Também Dalila Cerejo, socióloga e
investigadora do Observatório de Violência e Género, afirma que o elevado
número de queixas reflecte um sinal positivo. “Há um escrutínio cada vez maior
das forças de segurança que muitas vezes têm que recorrer à força física. Essa
legitimidade foi atribuída às forças policiais, depende da avaliação sobre a
ocorrência. O que o número de queixas significa é que cada vez mais as pessoas
são intolerantes à violência e cada vez mais usam uma forma legítima de
expressar o seu desagrado, que é fazendo queixa.
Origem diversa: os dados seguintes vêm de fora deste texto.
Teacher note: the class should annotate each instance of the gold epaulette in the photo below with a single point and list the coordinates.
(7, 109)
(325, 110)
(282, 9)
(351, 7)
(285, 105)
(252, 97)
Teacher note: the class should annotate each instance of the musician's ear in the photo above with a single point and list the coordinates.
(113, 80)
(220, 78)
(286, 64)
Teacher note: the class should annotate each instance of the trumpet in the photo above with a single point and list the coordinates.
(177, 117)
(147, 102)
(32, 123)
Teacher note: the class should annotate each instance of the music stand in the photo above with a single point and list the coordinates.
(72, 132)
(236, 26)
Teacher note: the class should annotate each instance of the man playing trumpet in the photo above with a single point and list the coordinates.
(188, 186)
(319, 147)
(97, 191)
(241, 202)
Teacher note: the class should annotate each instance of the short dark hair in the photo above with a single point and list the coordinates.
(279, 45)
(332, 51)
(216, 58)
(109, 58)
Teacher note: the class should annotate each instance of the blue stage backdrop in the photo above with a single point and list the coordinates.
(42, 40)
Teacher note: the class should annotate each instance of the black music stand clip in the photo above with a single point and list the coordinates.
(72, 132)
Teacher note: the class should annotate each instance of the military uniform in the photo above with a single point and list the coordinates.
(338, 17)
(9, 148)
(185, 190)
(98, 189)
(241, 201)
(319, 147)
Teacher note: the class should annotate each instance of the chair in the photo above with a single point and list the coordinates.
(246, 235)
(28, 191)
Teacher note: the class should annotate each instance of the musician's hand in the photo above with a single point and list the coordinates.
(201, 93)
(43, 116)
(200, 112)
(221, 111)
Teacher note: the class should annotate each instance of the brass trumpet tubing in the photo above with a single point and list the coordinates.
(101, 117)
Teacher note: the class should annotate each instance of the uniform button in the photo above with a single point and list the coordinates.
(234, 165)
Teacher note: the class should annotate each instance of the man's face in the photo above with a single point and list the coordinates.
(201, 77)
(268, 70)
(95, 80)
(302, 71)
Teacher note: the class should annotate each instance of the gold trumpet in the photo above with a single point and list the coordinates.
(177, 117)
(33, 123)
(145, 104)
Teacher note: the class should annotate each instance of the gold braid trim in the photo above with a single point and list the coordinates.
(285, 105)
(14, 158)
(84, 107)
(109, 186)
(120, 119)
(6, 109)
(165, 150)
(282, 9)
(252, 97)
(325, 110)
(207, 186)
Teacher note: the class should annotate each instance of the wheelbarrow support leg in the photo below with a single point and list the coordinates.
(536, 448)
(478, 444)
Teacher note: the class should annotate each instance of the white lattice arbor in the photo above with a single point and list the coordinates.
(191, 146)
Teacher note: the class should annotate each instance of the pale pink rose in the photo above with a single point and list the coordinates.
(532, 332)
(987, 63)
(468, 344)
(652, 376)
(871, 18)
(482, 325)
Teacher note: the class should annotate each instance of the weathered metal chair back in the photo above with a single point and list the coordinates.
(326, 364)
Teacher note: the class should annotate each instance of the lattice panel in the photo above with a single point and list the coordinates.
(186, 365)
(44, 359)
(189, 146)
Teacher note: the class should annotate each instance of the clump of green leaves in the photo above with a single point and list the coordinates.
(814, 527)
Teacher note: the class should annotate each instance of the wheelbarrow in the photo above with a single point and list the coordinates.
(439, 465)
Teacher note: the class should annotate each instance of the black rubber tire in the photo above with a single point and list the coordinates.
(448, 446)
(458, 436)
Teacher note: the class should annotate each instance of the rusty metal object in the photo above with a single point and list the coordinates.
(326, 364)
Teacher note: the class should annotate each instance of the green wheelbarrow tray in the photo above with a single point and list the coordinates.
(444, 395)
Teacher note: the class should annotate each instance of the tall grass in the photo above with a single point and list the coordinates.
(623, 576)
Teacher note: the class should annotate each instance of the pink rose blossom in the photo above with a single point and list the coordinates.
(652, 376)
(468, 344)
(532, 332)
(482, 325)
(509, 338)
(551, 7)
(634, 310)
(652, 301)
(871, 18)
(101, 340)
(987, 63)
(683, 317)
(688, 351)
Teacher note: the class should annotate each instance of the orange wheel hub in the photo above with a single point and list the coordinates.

Permite que os cidadãos que se
sentem injustiçados e lesados façam uso do seu direito.” Por outro lado, as
queixas são também “um sinal saudável de que as pessoas não estão desligadas da
sociedade em que se inserem”.
A socióloga acrescenta, porém,
outro ponto importante: as instituições como IGAI e PSP têm de explicitar os
trâmites dos processos e explicar se as queixas têm fundamento, “os
funcionários não podem ser escrutinados e julgados pelo juízo público”. “O que
se pretende é que as forças policiais sejam formadas de modo a terem um
contacto cada vez mais eficaz e sensibilidade com os seus concidadãos.” Mas
“nenhuma situação de violência deve passar incólume ao poder político que
governa”.
Para Carlos Pinto de Abreu, que
presidiu ao Conselho dos Direitos Humanos da Ordem dos Advogados, “a questão
mais complicada é sempre a prova, a identificação do agente que faz um disparo
na esquadra e só tem como testemunhas outros agentes ou a situação que ocorre
na rua em que as testemunhas fogem ou quando são chamadas e têm medo”. Daí a
razão de o número de queixas ser muito maior do que os inquéritos, processos
disciplinares ou sanções.
Deixa algumas recomendações em
caso de agressão: primeiro, se a pessoa for detida tem direito a chamar um
advogado a qualquer hora; se houver registo de imagens, deve pedir a sua
preservação. Quando não há imagens, “é a prova diabólica”, comenta. “Mas isso
não quer dizer que as pessoas não se queixem e que os tribunais não actuem ou que
não haja da parte da Inspecção-Geral uma actuação e da própria polícia um
cuidado com a gestão e direcção desses agentes que foram alvo de queixa.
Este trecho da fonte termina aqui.